I … can’t do this. I can’t befriend someone who’s screaming in my face. But I try to respond as rationally as possible to vile arguments, and to take the high road as much as I can manage, when I do engage. I try to keep up with the news, so I’m informed about the direction our country is taking. I try to joke and tease about politics, to lighten the mood.

Then Tom Zampino challenged everyone on social media:

For every political post you write, balance it off with a poem, a music clip, a short story, a favorite joke, whatever. Let’s connect here in some non-political way. Flood social media with your best self.

When I read this, I was startled to realize that even some of the things I think of as wheat are really weeds.

What kind of things? Righteous indignation that goes on too long, feeding on itself, delighting in itself. Vigilance that turns into paranoia and unseemly scrutiny of friends. An important political argument that takes so much time and energy that I have nothing left for my family. Whistling in the dark that finally stops hoping for comfort and starts revelling in the darkness.

This is what I mean by “wheat and weeds together.” We all have a heart full of weeds, constantly threatening to overwhelm the wheat. All of us, even those who are fighting the good fight.
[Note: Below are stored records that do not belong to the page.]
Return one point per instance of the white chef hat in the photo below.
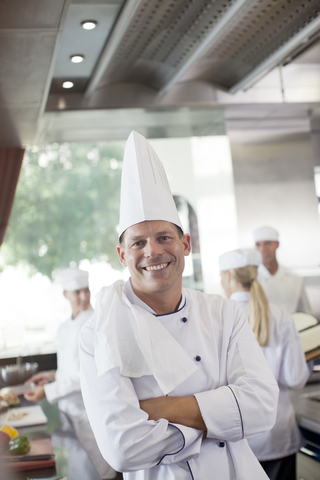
(73, 279)
(239, 258)
(265, 233)
(145, 191)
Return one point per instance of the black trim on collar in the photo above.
(166, 314)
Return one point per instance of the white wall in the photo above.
(200, 170)
(274, 186)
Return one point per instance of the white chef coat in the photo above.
(284, 290)
(235, 390)
(66, 388)
(286, 359)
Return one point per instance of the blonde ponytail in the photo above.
(258, 303)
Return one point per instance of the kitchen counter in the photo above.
(72, 462)
(306, 403)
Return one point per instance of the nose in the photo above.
(83, 296)
(152, 249)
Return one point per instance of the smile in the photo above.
(156, 267)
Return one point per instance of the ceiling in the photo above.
(164, 67)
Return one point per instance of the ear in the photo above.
(122, 255)
(186, 240)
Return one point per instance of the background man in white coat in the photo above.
(281, 288)
(63, 385)
(173, 380)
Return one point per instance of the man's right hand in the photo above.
(42, 378)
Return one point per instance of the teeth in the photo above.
(156, 267)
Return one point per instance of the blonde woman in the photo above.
(276, 334)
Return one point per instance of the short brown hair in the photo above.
(121, 238)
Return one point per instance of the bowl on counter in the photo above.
(15, 374)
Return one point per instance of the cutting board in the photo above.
(31, 416)
(38, 447)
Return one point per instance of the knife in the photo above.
(16, 389)
(31, 458)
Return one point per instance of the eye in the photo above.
(137, 244)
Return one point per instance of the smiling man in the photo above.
(281, 288)
(173, 380)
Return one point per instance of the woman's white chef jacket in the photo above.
(66, 388)
(284, 290)
(286, 359)
(235, 390)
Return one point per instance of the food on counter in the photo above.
(4, 442)
(12, 432)
(17, 416)
(19, 445)
(11, 399)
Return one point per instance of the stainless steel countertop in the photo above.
(307, 410)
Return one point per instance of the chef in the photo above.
(173, 380)
(280, 343)
(63, 385)
(281, 288)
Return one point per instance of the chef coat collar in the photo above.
(264, 272)
(240, 297)
(81, 313)
(135, 300)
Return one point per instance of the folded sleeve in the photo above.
(294, 371)
(126, 438)
(247, 405)
(59, 389)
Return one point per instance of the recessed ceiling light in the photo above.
(67, 84)
(89, 24)
(77, 58)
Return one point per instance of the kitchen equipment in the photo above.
(30, 458)
(41, 449)
(16, 390)
(23, 416)
(18, 373)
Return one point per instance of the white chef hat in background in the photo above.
(239, 258)
(145, 191)
(73, 279)
(265, 233)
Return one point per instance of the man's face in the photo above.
(154, 254)
(267, 248)
(79, 299)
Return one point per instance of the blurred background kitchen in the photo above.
(227, 92)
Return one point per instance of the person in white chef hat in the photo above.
(281, 288)
(173, 380)
(278, 338)
(63, 385)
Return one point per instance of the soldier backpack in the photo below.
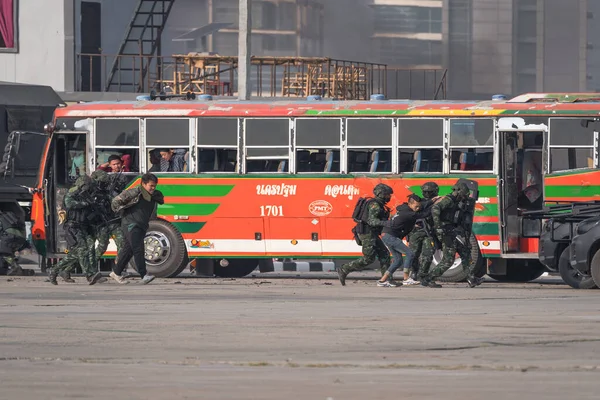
(360, 209)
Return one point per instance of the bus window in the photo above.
(267, 145)
(571, 145)
(420, 145)
(369, 145)
(217, 141)
(117, 137)
(317, 145)
(70, 150)
(169, 138)
(129, 159)
(471, 145)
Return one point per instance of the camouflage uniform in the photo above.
(372, 245)
(79, 226)
(110, 187)
(443, 219)
(419, 241)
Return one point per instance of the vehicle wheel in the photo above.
(521, 271)
(166, 254)
(595, 268)
(456, 273)
(571, 276)
(237, 268)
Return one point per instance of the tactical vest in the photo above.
(449, 215)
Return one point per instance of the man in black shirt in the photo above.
(394, 231)
(137, 206)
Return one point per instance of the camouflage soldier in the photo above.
(12, 239)
(79, 204)
(369, 234)
(419, 240)
(109, 186)
(446, 226)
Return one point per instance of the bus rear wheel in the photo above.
(520, 271)
(571, 276)
(166, 254)
(234, 267)
(456, 273)
(595, 268)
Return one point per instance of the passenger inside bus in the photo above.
(529, 170)
(216, 160)
(129, 159)
(318, 160)
(176, 159)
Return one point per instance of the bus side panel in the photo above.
(279, 216)
(568, 186)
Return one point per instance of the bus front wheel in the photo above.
(571, 276)
(166, 254)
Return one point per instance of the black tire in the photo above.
(237, 268)
(595, 268)
(456, 273)
(166, 254)
(570, 275)
(521, 271)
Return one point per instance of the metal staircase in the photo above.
(130, 68)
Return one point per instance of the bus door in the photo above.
(67, 163)
(520, 180)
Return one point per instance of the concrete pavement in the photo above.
(297, 339)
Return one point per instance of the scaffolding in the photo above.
(274, 76)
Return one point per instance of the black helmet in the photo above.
(430, 190)
(383, 192)
(460, 190)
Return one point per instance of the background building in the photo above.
(488, 46)
(407, 33)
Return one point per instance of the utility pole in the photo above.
(244, 50)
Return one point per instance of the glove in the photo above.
(439, 233)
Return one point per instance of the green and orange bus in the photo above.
(271, 180)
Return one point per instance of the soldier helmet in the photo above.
(82, 183)
(100, 176)
(430, 190)
(460, 190)
(383, 192)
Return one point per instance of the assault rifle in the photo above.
(436, 242)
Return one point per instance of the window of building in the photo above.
(571, 145)
(8, 25)
(472, 145)
(318, 145)
(369, 143)
(169, 138)
(121, 137)
(267, 144)
(217, 141)
(420, 145)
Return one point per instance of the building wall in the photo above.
(491, 56)
(593, 48)
(407, 33)
(45, 45)
(562, 47)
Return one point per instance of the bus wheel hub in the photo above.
(157, 247)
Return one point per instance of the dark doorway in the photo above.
(91, 44)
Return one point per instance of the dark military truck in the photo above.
(585, 249)
(22, 108)
(562, 237)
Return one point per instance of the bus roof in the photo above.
(528, 104)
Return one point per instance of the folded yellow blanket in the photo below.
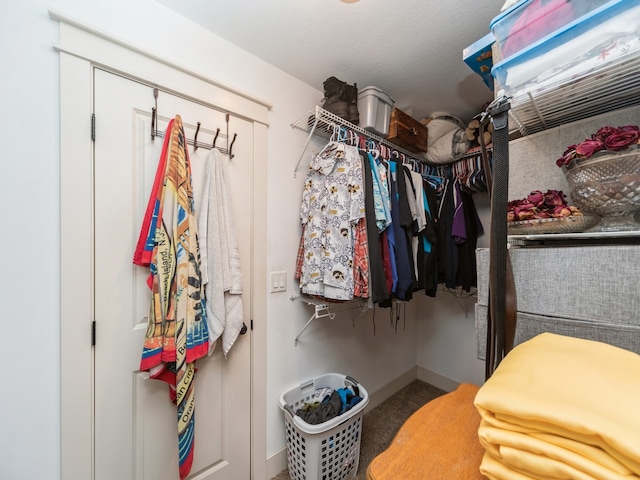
(559, 407)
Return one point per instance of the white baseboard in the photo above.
(391, 388)
(437, 380)
(277, 462)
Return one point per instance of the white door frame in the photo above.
(82, 48)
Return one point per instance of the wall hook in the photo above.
(215, 138)
(231, 146)
(154, 113)
(195, 138)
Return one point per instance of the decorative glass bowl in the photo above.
(607, 184)
(571, 224)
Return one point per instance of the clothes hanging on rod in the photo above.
(398, 241)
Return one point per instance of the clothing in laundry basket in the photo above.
(334, 403)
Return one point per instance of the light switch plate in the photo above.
(278, 282)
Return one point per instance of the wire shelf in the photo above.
(326, 124)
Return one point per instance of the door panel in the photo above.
(135, 421)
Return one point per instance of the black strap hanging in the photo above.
(501, 316)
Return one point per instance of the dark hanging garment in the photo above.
(467, 271)
(377, 287)
(448, 250)
(429, 240)
(401, 224)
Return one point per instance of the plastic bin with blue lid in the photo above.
(607, 34)
(328, 450)
(529, 20)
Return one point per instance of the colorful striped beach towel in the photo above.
(177, 332)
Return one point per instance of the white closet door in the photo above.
(135, 421)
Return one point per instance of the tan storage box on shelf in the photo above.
(407, 132)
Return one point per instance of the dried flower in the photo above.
(606, 138)
(536, 205)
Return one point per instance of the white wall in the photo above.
(30, 211)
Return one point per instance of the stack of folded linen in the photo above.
(561, 408)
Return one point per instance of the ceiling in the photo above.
(411, 49)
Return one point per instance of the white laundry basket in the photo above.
(329, 450)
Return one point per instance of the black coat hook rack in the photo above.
(195, 143)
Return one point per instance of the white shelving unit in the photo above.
(325, 124)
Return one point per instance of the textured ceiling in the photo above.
(412, 49)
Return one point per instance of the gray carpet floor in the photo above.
(381, 424)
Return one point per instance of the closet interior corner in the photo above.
(379, 224)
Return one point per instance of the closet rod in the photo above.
(324, 123)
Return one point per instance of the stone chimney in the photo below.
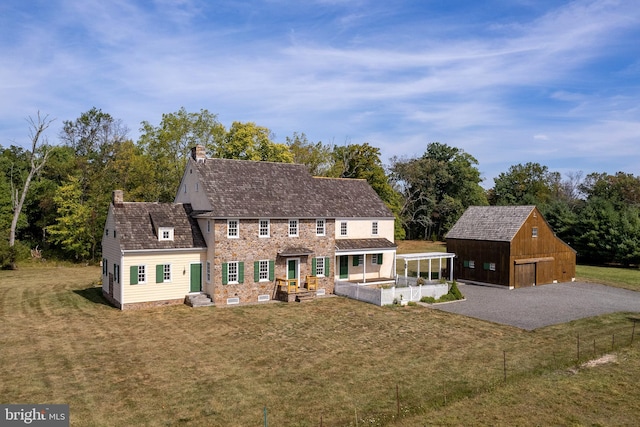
(199, 153)
(118, 197)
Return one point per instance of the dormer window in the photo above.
(165, 233)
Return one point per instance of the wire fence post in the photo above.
(504, 364)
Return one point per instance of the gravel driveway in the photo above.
(538, 306)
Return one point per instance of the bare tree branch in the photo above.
(40, 151)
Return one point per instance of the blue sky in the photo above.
(507, 81)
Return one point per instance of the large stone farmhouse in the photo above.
(512, 246)
(245, 232)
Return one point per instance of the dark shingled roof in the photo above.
(359, 244)
(247, 189)
(137, 226)
(494, 223)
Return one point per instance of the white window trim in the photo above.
(268, 229)
(260, 279)
(237, 221)
(237, 273)
(297, 234)
(142, 267)
(319, 261)
(164, 280)
(346, 228)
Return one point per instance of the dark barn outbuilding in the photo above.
(512, 246)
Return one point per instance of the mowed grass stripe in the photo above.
(331, 358)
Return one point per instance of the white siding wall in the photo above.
(361, 228)
(151, 291)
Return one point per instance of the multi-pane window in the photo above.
(293, 228)
(232, 228)
(166, 272)
(319, 267)
(232, 272)
(263, 270)
(263, 227)
(165, 233)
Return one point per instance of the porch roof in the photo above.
(295, 251)
(364, 244)
(425, 255)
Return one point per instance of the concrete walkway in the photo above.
(538, 306)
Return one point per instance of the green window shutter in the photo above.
(133, 275)
(225, 273)
(256, 271)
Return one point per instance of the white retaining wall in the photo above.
(387, 296)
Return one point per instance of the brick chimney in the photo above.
(118, 197)
(199, 153)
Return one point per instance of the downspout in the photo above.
(120, 280)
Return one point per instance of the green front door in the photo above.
(292, 269)
(196, 278)
(344, 267)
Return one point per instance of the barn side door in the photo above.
(525, 275)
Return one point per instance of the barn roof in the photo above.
(495, 223)
(249, 189)
(138, 223)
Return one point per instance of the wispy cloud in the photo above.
(532, 84)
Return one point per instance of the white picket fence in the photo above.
(387, 296)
So, what to do? We do something different, at least some of the time. “See, I will do something new.” After a full day of rage and sorrow and horror as I watched young men march down a street in my homeland, calling for the ovens for Jews like me, I then watched a video posted by a friend.

It’s short, and doesn’t mean much. It’s just a newborn baby having her hair washed for the first time. Watch it, and see if it doesn’t answer those young men in some small way, better than doxxing, better than screaming back, better than hotly defending my family’s right to exist.
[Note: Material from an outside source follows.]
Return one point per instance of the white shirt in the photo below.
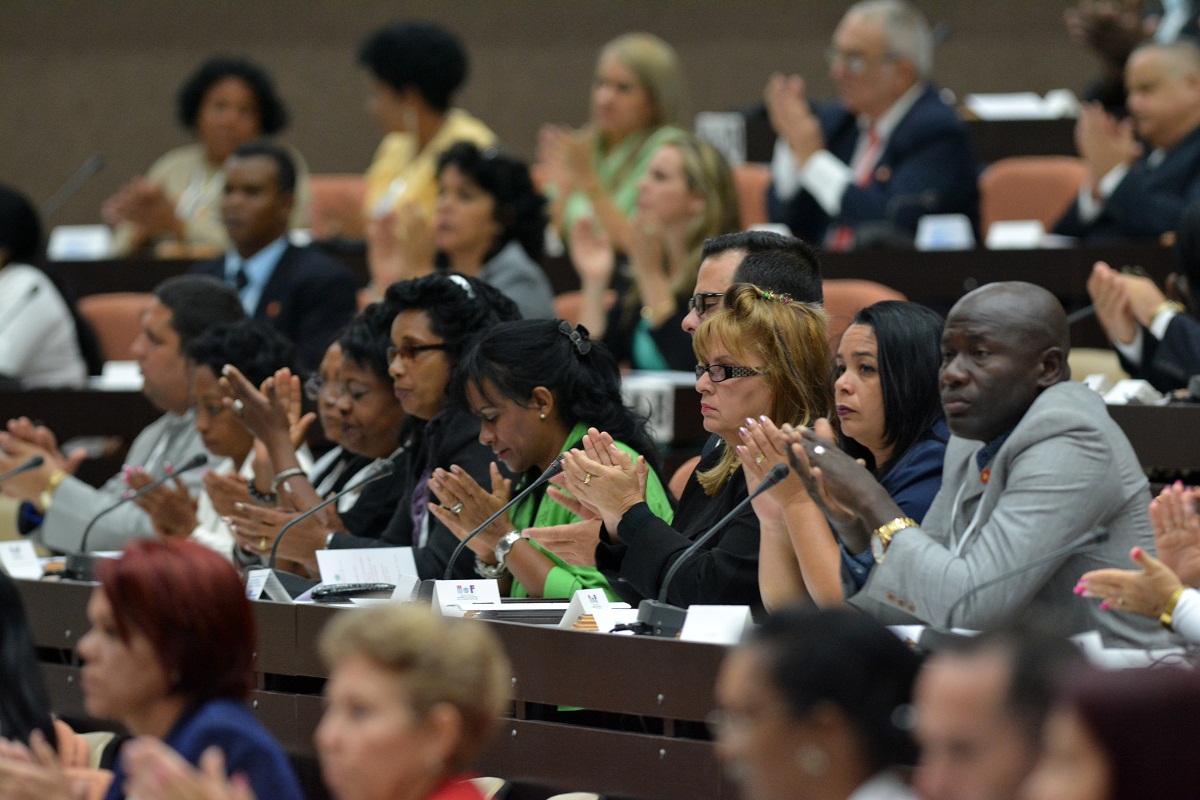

Maybe it will be something else for you. But we all have something that we can turn to that refreshes us, reminds us what the world is made of, puts our hearts back in balance. When we find something like this, we should share it, at least as often as we share anger (righteous and otherwise), bitterness (understandable and otherwise), criticism (fair and otherwise).

As long as we are still alive, our hearts are not all weed. I know I can’t befriend a KKK member and persuade him to leave. I know I can’t calmly approach a neo-Nazi and gently help him to see the humanity of the people he hates. I just don’t have it in me. The weeds of rage, indignation, and the desire for revenge are too thick in my heart.

But I do have the capacity to see that there is more to life than the ugliness on display in the news right now. And that is something I can share. I can do something new.